By Colorado Parks and Wildlife
Hunting mule deer in Colorado always is challenging. Hunters can improve their success by understanding the habits of these critters.
During the 2011 seasons, for all manners of take, 76,445 hunters harvested 33,217 mule deer for a 43 percent success rate. It is estimated that Colorado is home to about 430,000 deer.
In the mountains and foothills, mule deer don’t spend much time in heavy timber. They are primarily browsers and prefer aspen and forest edges where there are plenty of low shrubs, small trees, oak brush and varied vegetation types.
Mule deer are most active at night and often can be found in meadow areas during low-light hours. During the day, they’ll bed down in protective cover.
In warm weather, look for deer along ridgelines where wind is consistent and helps keep them cool.
During the low-light hours of morning and evening, hunt in meadows at the edge of thick cover. If you see where they are feeding during times of low light, it is likely they’ll move into nearby timbered areas to rest for part of the day. Deer tend to move during the middle of the day toward the areas where they feed in the evening.
A slow stalk is recommended. Spend a lot of time scanning slowly with binoculars – a deer can appear at any time.
Pay attention to the wind direction. If the wind is blowing in the direction you are moving, a deer likely will pick up your scent.
Deer avoid going to creeks in daylight, so there is no advantage to hunting near moving water sources during the day.

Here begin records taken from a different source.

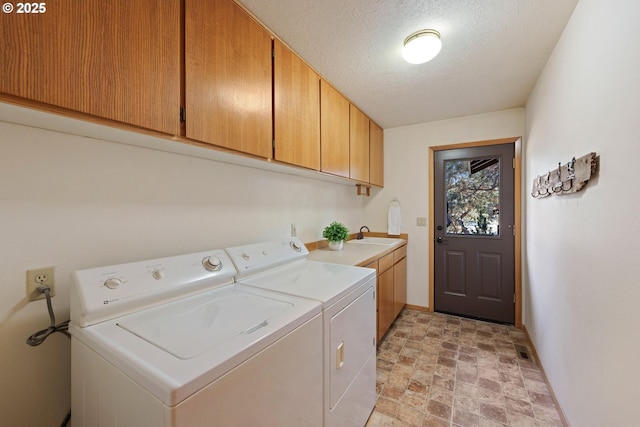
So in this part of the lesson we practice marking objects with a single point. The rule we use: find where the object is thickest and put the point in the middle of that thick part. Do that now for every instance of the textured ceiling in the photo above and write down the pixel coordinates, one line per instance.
(493, 51)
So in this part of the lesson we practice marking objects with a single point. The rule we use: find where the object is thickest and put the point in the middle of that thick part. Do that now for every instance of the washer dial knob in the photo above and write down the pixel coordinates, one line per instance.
(212, 263)
(113, 283)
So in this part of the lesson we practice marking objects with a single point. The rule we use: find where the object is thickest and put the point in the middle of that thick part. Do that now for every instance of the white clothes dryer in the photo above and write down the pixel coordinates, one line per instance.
(347, 296)
(173, 342)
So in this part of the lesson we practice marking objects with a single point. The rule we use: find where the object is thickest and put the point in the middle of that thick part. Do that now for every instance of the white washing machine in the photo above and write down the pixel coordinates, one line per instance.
(174, 342)
(347, 295)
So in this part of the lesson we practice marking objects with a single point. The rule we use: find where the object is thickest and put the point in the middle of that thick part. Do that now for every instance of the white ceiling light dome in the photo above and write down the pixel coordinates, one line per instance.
(421, 46)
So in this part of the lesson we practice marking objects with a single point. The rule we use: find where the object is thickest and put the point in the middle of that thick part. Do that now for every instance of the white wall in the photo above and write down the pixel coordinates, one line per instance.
(406, 162)
(75, 202)
(582, 286)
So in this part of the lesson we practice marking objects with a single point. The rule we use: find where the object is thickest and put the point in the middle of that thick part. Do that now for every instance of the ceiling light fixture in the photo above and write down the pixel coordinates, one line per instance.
(421, 46)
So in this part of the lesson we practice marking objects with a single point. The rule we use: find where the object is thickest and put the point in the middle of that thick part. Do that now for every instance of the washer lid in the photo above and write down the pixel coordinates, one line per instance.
(319, 281)
(145, 351)
(187, 329)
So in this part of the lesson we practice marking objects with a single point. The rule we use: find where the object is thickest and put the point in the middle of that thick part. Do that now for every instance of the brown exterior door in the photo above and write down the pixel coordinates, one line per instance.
(474, 238)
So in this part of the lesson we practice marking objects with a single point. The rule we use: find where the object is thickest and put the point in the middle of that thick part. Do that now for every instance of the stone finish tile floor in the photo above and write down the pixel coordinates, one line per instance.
(440, 370)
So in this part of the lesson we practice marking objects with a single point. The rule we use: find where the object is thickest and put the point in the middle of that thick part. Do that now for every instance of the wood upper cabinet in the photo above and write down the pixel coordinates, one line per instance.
(296, 96)
(376, 154)
(228, 88)
(358, 144)
(118, 60)
(334, 131)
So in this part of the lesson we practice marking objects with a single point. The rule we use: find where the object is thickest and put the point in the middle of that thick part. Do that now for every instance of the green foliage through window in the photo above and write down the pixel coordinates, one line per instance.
(473, 196)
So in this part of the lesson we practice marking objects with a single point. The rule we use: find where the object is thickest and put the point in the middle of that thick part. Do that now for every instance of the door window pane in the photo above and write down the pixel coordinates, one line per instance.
(473, 196)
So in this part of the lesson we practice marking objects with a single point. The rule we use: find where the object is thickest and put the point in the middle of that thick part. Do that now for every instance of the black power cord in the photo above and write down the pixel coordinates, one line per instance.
(39, 337)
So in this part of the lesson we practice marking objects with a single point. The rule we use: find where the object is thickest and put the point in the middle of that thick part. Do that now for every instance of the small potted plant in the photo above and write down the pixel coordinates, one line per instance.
(335, 233)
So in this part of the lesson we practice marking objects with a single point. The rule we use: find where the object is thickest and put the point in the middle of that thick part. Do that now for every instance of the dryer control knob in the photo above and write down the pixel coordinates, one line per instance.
(212, 263)
(113, 283)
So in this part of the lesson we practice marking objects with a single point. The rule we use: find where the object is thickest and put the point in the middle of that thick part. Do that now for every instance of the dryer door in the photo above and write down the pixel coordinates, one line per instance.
(353, 332)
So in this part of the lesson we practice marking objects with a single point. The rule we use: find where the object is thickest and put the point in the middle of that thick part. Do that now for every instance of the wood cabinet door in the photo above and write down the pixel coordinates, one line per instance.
(118, 60)
(376, 154)
(358, 144)
(228, 86)
(334, 131)
(399, 286)
(385, 297)
(296, 99)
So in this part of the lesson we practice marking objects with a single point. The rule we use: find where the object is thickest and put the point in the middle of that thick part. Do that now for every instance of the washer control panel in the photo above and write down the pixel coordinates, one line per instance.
(257, 257)
(105, 293)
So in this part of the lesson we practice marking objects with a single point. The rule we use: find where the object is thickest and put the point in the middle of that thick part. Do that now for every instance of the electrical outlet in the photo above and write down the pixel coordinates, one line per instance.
(38, 277)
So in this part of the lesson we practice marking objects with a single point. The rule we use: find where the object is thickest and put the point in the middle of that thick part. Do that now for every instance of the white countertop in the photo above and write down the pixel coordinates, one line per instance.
(356, 253)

Mule deer’s curiosity gives hunters one advantage. When mule deer are spooked, they’ll often run a short distance, then turn to determine if they are being pursued. That may give you one good chance for a shot.

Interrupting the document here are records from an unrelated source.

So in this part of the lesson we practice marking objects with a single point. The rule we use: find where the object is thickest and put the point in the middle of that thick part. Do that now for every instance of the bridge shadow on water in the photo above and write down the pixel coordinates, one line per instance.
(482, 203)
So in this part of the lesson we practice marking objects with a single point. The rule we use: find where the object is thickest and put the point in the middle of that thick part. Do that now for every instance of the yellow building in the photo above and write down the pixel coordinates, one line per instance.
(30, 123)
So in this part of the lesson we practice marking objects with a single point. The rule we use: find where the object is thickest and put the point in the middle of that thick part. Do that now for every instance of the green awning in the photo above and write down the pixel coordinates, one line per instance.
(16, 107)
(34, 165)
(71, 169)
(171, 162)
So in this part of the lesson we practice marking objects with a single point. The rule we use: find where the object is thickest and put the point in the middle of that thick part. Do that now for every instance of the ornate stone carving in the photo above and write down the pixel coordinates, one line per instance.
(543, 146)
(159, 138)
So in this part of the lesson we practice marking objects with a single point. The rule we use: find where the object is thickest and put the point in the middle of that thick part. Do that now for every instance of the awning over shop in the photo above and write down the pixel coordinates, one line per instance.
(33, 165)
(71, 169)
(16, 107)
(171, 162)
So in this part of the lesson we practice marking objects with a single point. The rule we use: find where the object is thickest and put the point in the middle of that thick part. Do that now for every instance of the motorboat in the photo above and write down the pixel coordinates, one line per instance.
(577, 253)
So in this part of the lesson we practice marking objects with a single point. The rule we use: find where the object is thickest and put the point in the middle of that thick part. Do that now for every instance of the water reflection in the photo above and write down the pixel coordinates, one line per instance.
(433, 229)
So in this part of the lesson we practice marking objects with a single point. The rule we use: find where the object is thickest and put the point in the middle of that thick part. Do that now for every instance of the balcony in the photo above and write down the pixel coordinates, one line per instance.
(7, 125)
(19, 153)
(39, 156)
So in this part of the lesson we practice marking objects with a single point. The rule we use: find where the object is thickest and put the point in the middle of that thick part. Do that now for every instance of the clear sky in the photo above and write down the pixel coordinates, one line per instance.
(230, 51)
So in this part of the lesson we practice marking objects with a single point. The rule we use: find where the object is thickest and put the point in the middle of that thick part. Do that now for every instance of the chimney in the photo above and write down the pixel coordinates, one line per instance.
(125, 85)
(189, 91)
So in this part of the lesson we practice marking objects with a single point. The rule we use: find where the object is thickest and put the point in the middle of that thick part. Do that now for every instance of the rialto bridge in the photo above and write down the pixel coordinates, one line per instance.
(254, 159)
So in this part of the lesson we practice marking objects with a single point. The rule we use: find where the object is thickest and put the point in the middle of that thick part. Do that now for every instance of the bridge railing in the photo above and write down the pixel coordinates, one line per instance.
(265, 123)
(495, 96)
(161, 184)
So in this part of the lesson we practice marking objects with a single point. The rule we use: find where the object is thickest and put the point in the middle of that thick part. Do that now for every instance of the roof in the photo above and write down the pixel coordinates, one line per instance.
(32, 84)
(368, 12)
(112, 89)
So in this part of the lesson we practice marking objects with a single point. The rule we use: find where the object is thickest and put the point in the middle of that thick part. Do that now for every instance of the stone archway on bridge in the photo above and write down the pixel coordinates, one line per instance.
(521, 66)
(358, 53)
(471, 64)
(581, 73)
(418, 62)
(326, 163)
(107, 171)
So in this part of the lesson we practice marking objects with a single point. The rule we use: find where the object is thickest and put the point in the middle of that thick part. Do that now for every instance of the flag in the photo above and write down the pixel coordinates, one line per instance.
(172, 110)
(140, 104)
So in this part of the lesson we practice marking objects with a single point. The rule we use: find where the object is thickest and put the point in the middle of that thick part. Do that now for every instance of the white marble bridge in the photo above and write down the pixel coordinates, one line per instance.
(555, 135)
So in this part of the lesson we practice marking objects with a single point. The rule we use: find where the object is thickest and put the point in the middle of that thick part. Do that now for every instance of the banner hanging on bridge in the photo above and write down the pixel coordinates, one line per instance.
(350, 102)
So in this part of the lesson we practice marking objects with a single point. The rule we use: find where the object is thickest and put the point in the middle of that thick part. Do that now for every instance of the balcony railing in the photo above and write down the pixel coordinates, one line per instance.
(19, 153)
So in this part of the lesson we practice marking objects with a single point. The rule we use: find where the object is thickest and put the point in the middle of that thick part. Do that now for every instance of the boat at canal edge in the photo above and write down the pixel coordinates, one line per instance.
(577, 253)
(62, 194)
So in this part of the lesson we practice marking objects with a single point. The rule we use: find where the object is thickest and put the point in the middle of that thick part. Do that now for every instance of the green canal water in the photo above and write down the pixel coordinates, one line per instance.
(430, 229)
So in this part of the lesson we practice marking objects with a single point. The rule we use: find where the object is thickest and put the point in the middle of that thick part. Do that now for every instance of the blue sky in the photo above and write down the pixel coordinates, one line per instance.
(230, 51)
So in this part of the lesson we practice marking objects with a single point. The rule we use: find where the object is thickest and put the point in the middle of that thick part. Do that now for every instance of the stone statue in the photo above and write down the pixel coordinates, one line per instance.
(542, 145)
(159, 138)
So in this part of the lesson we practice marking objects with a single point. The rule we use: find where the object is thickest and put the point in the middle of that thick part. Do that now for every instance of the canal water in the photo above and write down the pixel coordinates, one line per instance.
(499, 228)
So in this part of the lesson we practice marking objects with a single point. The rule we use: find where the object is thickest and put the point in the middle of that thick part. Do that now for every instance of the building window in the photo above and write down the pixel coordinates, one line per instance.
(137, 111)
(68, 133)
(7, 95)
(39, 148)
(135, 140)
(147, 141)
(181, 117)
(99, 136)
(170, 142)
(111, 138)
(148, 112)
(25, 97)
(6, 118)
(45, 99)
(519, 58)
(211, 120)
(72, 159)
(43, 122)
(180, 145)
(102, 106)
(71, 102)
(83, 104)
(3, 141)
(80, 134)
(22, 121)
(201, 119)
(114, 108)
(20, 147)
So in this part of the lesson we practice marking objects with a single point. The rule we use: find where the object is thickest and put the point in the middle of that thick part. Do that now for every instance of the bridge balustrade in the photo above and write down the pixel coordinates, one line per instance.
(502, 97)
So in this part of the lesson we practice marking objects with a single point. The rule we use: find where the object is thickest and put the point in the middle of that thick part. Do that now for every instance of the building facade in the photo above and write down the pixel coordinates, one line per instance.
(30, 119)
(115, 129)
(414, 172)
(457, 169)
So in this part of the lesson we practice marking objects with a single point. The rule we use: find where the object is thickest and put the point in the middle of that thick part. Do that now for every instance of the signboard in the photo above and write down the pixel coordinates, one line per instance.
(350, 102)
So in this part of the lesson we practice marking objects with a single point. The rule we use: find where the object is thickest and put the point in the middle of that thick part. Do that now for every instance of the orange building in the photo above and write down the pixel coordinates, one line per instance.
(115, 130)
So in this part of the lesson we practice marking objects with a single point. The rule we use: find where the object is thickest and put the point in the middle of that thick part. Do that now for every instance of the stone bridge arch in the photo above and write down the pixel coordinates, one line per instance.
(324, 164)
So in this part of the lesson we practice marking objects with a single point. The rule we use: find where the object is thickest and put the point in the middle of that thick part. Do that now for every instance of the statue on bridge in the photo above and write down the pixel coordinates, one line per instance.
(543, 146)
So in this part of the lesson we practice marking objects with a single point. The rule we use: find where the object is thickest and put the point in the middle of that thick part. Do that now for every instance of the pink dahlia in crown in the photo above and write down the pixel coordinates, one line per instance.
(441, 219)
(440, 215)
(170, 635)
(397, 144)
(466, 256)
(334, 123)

A small amount of snow will get deer moving quickly out of high-altitude areas. Usually by late October, migrating herds will move to winter-range areas even if there is no snow.
Hunters should aim at the vital-organ area, which presents a small target – about the size of a dinner plate just behind the front quarter.
Hunters, no matter how good they are at the range, should never try to make a head shot. Many animals are injured and die slowly because of attempted head shots.